Thanks so much for posting your insight here Philipp Hähnel! I would recommend Jiayi Zhao to run the 50 disease and 20 control samples together, because running them through our joint calling workflow will give the workflow more statistical power to make better calls. You will get a joint called VCF. If you want the VCF calls separated by group, you can divide the VCF with SelectVariants.
Thanks for the discussion above. I wonder what is the post-analysis that you would recommend after joint calling?
I have 6 cases and 2 controls, now the variants are called individually by samples. As I am looking for the variants for a dominant disease, I can just use the overlapping strategy to find the variants only in cases. So I wonder if the variants were called by mixing the cases and controls together, how to carry out further analysis to find the variants associated with disease? Thanks in advance!
Hi Felix Fisher,
We like to recommend the Genotype Refinement workflow for post-joint calling. https://gatk.broadinstitute.org/hc/en-us/articles/360035531432-Genotype-Refinement-workflow-for-germline-short-variants If any of your samples are related, that pipeline can utilize a pedigree file to improve genotype calls. Population priors (e.g. from 1000 Genomes) can be used to reduce false positives, but the flip side is that it will require more alternate reads to support a de novo call.

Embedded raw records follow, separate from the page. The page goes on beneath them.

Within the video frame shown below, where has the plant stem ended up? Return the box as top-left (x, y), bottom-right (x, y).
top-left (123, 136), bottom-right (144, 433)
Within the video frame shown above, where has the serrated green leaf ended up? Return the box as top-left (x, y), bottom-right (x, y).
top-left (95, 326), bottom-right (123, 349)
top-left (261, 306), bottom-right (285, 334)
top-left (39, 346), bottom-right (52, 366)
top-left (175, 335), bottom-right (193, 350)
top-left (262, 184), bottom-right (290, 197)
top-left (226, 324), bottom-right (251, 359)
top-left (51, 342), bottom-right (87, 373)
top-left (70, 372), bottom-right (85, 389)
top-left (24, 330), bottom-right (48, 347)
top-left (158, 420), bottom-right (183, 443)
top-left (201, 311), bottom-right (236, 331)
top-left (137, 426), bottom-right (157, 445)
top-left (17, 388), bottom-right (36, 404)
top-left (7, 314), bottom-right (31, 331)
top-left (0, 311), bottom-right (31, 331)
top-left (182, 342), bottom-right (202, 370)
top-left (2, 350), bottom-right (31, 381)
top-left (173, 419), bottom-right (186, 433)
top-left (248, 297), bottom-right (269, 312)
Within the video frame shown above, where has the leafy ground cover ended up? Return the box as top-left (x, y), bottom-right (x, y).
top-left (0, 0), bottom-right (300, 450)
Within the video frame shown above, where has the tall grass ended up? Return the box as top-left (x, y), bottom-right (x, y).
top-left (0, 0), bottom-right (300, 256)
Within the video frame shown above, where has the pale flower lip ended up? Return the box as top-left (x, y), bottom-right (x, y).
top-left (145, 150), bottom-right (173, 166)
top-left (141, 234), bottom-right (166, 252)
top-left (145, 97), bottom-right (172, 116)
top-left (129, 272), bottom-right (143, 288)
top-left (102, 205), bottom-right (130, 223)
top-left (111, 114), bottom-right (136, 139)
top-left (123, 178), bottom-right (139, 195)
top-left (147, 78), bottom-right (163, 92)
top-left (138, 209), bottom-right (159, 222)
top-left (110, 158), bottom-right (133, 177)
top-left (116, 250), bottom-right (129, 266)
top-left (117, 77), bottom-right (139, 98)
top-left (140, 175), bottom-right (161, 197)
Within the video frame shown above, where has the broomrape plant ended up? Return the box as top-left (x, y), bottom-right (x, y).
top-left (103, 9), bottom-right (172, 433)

Your cohort size is on the small side to do an RVAS analysis, but if you're just looking at each variant separately, you could do a couple of things. With VariantAnnotator, you can use the -A SampleList annotation to list the samples in which the variant is called. Then running VariantsToTable on that output, you could use a python or R script to find variants for which the samples in the SampleList don't include any of the controls. You could also use a JEXL query to filter the VCF in a similar way, but JEXL can be a little difficult to use on account of it being whitespace sensitive and very particular about types.